PUBLISHED December 18th, 2025 09:14 pm
In the art world’s fast turn toward market logic where art fairs, auctions, and private collectors often dictate visibility, Para Site in Hong Kong stands as a deliberate countercurrent. The independent art space, founded in 1996 by a group of young Hong Kong artists, has never charged for admission. Instead, it sustains itself through an evolving community of artists, curators, and cultural workers who see it as more than a venue, they see it as home.

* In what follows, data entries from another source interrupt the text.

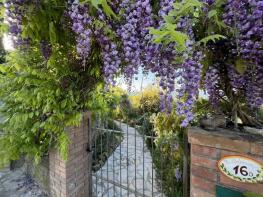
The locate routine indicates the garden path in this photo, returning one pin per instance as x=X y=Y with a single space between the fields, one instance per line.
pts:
x=17 y=184
x=128 y=167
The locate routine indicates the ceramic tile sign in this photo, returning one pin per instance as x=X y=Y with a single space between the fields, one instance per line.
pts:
x=242 y=169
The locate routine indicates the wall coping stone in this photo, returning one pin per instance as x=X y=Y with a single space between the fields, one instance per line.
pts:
x=240 y=142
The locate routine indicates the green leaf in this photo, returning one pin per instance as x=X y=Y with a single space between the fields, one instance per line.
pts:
x=52 y=33
x=252 y=194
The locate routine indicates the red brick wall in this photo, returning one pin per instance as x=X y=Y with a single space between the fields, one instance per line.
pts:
x=71 y=177
x=207 y=148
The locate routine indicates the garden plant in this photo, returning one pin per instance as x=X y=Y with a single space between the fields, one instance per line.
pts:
x=66 y=50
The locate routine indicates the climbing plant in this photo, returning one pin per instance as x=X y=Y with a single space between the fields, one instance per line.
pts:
x=66 y=48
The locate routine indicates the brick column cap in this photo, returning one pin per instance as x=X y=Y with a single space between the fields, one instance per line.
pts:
x=227 y=140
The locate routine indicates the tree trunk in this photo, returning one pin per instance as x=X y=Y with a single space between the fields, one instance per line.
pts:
x=186 y=174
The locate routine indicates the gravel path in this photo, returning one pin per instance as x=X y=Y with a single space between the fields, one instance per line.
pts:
x=127 y=168
x=17 y=184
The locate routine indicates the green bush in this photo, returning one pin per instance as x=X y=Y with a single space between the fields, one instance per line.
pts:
x=39 y=99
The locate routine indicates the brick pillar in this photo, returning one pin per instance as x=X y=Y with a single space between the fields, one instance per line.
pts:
x=73 y=177
x=208 y=147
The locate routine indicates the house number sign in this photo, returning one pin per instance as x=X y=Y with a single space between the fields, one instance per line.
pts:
x=241 y=169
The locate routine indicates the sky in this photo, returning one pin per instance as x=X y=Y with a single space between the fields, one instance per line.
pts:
x=139 y=82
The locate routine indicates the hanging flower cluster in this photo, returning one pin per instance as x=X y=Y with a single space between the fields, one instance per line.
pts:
x=179 y=49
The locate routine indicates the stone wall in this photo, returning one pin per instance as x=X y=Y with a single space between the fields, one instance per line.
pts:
x=40 y=173
x=60 y=178
x=208 y=147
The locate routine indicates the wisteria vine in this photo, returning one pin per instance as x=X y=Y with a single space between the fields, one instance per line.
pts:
x=126 y=45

Para Site’s 2025 Benefit Auction, which recently concluded in Hong Kong, exemplifies this ethos. While on the surface it appears like any other art auction, it is in fact a quiet manifesto: one that asserts that sustainability in the arts can emerge from care, not just capital. The works sold weren’t just donated; they were offered in solidarity as gifts from artists whose careers were, at one point, shaped or supported by Para Site’s non-commercial, artist-centred programming.
Junni Chen, Interim Director of Para Site, describes the auction as an extension of the organisation’s curatorial mission. “Many of the artists who donate works see it as a way of paying it forward,” she says. “Because of our ethos of nurturing younger artists and pursuing new ideas or practices, many who showed at Para Site early in their careers such as Ming Wong or Citra Sasmita, have since become prominent names. And they continue to support us, not out of obligation, but out of shared belief.”
This relational model of support defies the transactional nature typically associated with fundraising. In lieu of VIP galas or aggressive donor tiers, the Para Site auction is a meeting point of past and future where artists return not only to give, but to reconnect, re-energise, and remind each other why spaces like this still matter.
This continuity is foundational to Para Site’s ethos. As Junni Chen shares, the auction reflects the strength of relationships nurtured over decades between artists and institution, between peers and practices. “It shows that we are willing to take risks,” she says, “and encourage artists to do something that hasn’t been done before.” At a time when cultural institutions can lean toward polished, market-ready narratives, Para Site’s openness to experimentation and critical thought remains a rare constant.
This sentiment is echoed by others across the alumni spectrum. The 2025 Benefit Auction included works by both new-generation artists such as Rong Bao and Chen Ruofan, as well as long-time collaborators like Heman Chong and Maria Taniguchi. The range signals a curatorial vision not constrained by trend cycles, but shaped by long-term investment in practices that might otherwise fall outside of institutional or market interest.
Indeed, the works chosen for the auction, as Chen notes, reflect “the relationships we’ve nurtured with artists abroad and locally,” and they span a broad geography and medium. But more than anything, they reflect trust. “It shows that we’re willing to take risks,” she says, “and encourage artists to do something that hasn’t been done before.”
That willingness is more than aesthetic, it’s intentional. At a time when contemporary art institutions globally are navigating questions of decolonisation, inclusion, and autonomy, Para Site’s model offers an alternate blueprint. Its support structures extend beyond the exhibition calendar, encompassing public programmes, critical writing, residencies, and mentorship. It’s less a pipeline and more a web: messy, layered, and alive.
Para Site’s continued relevance globally stems not just from its longevity, but from its refusal to conform. Its fundraising model, paradoxically, is successful precisely because it doesn’t feel like fundraising. It feels like family. As one supporter put it during the auction preview, “You don’t donate to Para Site to be seen. You donate because, once, they saw you.”
And perhaps this is the deeper legacy of the Benefit Auction, not as a revenue generator, but as an ecosystem check-in. A moment for the global art world to be reminded that amidst all the commercial noise, there are still places where ideas are the currency and relationships are the architecture.